Other secondary study outcomes included changes from baseline in generic health-related quality of life (EuroQol-5D), comprehensive thyroid-related quality of life (ThyPRO-39 scores – available only at final follow-up), handgrip strength (Jamar isometric dynamometer - best of 3 measures in dominant hand), executive cognitive function (letter digit coding test), blood pressure (systolic and diastolic), weight, body mass index, waist circumference, activities of daily living as measured by the Barthel index, Instrumental Activities of Daily Living and fatal and non-fatal cardiovascular events. Minimum follow-up was 1 year and maximum 3 years.

Laboratory methods
All TSH and free thyroxine assays were undertaken in accredited clinical laboratories in each country with adherence to external quality controls schemes, using conventional methods and quality control systems which conform to international standards. A total of 18 laboratories performed thyroid function tests for the study (baseline and in-trial measures); this included one laboratory in the UK, 2 in Switzerland, 2 in Ireland and 13 in Netherlands. All measures of TSH and free thyroxine were made by immunoassay, using established methods. A total of 10 laboratories used a Cobas (Roche) method (6000 or 8000 and e601 or e602); 6 laboratories used Architect (Abbott); one laboratory used UniCel DxL (Beckman); one used Immulite 2000XPI (Siemens; for TSH) and Vitros ECiQ (Ortho Clinical Diagnostics; for free thyroxine).
Repeated TSH (and free thyroxine when available) measurements within one patient were always performed using the same method for that individual.

Statistical Analysis
All efficacy and safety analyses were carried out on a modified intention to treat population as the primary analyses; this population was defined as those participants randomised (excluding those randomised in error), for whom data was available on the outcome of interest. For analyses at the 12 month visit to be valid, they must have been conducted at 12 months ± 31 days after randomisation. These analyses were supported with sensitivity analyses for missing data using mixed effects models and multiple imputation. Analyses were repeated on the per protocol population as exploratory analyses.
Per-protocol populations consisted of all participants in the modified intention to treat population who fulfilled the following criteria;
• Data were available for the outcome variable of interest.
• Subject was on treatment at the time of the analysis being conducted, i.e. they had not withdrawn from treatment and, if they are in the active treatment group, they have not been down-titrated to 0µg dose.
• Subjects had their 12 month visit at 12 months ± 31 days after randomisation.
• There was no other major protocol violation identified prior to database lock.
The methods of analysis of continuous efficacy outcomes involving measurements at baseline and follow-up were analysed at each time point comparing treatment groups and adjusting for stratification variables (site, sex and starting dose of levothyroxine) and baseline levels of the same variable using multivariate linear regression.
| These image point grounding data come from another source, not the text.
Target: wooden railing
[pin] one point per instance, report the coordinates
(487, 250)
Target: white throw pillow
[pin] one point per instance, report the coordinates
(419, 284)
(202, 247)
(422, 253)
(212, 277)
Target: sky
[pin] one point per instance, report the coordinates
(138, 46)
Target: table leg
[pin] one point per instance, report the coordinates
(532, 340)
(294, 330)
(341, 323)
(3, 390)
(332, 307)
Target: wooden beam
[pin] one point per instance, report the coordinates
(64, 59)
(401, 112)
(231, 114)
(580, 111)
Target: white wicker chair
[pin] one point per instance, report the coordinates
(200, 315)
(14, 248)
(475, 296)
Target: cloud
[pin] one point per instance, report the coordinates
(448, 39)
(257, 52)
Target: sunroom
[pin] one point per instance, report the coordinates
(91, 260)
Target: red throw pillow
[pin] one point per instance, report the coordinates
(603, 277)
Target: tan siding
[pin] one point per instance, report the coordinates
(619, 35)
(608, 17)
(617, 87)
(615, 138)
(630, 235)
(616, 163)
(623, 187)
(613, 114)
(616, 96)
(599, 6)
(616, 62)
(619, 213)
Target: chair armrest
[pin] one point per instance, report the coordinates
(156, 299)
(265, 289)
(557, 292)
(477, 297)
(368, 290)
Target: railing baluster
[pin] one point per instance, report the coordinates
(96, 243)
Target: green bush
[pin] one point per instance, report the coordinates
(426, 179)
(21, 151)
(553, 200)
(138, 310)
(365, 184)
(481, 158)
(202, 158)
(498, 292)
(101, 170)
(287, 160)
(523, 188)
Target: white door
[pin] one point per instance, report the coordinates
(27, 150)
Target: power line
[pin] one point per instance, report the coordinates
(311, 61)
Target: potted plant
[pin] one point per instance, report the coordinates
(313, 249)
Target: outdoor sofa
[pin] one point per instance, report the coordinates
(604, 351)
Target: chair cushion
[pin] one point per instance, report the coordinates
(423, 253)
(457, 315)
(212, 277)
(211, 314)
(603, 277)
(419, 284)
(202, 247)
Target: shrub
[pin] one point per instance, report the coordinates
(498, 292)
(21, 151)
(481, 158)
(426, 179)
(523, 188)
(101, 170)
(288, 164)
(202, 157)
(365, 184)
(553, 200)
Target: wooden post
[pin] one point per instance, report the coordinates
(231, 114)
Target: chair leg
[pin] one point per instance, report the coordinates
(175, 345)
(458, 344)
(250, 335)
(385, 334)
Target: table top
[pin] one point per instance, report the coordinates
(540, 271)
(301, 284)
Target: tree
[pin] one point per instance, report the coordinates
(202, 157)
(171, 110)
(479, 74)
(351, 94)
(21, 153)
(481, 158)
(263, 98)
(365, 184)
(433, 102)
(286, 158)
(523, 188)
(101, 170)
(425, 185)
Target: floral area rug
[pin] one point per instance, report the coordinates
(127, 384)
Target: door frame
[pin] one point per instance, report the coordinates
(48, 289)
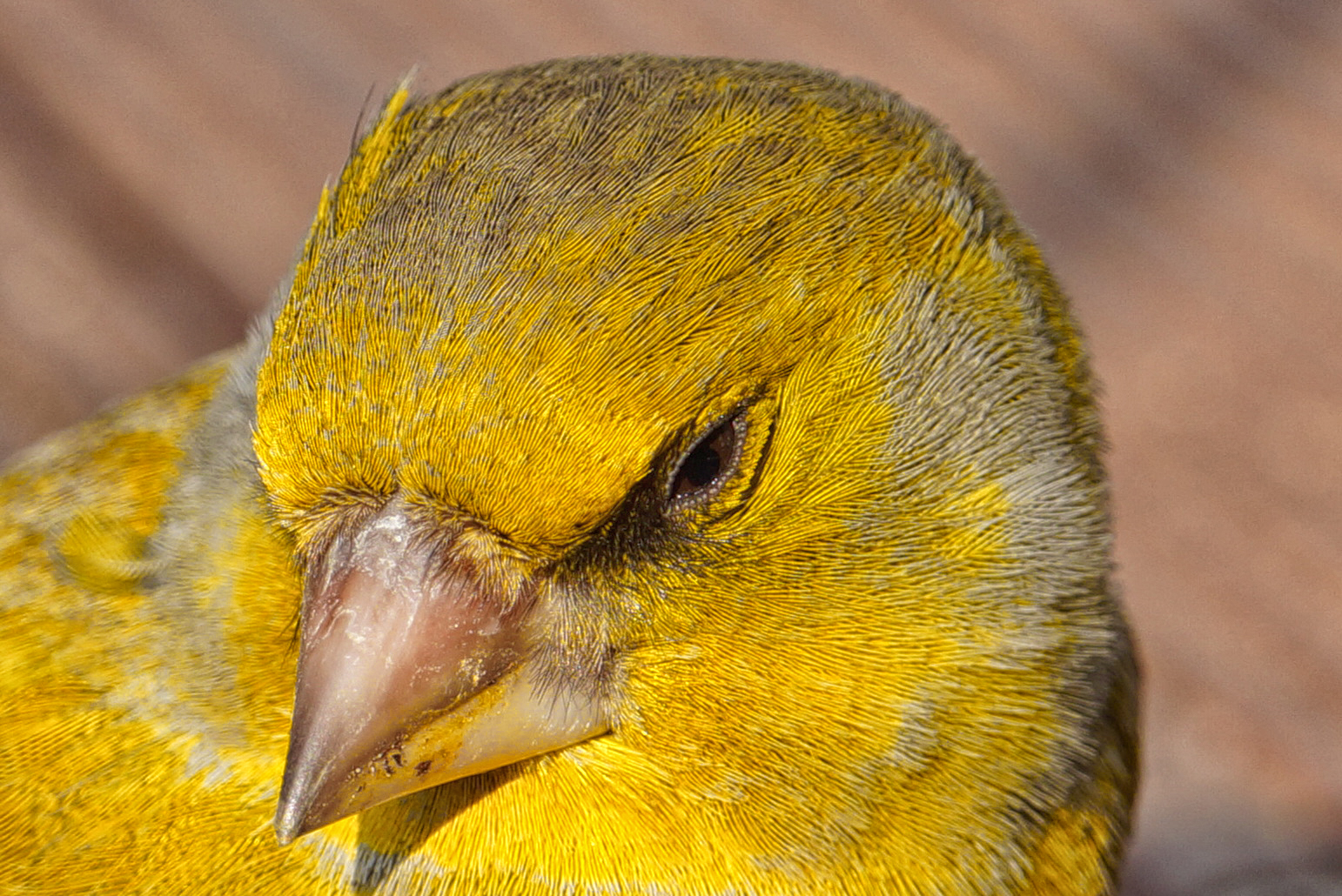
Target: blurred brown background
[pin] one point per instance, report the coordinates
(1178, 160)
In addition, data items measured at more than one time point (including at the final assessment) were analysed using repeated measures regression analyses. Time-to-event outcomes were compared between groups using Cox proportional hazards regression models adjusting for stratification variables. Time-to-event curves were based on the Kaplan-Meier method.

Patients withdrawn from treatment continued to be followed up for the modified intention to treat analysis. These analyses were supported with sensitivity analyses using mixed effects models and multiple imputations for missing data. The primary and secondary outcomes at 12 months were also analysed for pre-defined subgroups by sex and baseline TSH. Analyses were repeated on the per-protocol population (subjects who remained on trial medication as per study protocol).

The Hypothyroid Symptoms and Tiredness scores from the ThyPRO were co-primary outcomes, with the required p-value for statistical significance split equally to each (0.05/2=0.025 to each test). We assumed standard deviations (SDs) for data at 1 year (adjusted for baseline) of 13.3 and 18.3 (100-unit scales) respectively; this gave us 80% power to detect a change with levothyroxine treatment (versus placebo) of 3.0 on the Hypothyroid Symptoms score and 4.1 on the Tiredness score with our revised maximum expected number of subjects recruited of 750, and 3.5 and 4.9 respectively with our minimum expected number of 540.

Patient safety and adverse events recording
Adverse events were assessed, managed, recorded, reported, notified and analysed in accordance with the Medicines for Human Use (Clinical Trials) Regulations 2004 (as amended). Adverse events of special interest included new atrial fibrillation, heart failure, fractures and new diagnosis of osteoporosis. The ThyPRO Hyperthyroid Symptoms scale was recorded as a possible adverse event.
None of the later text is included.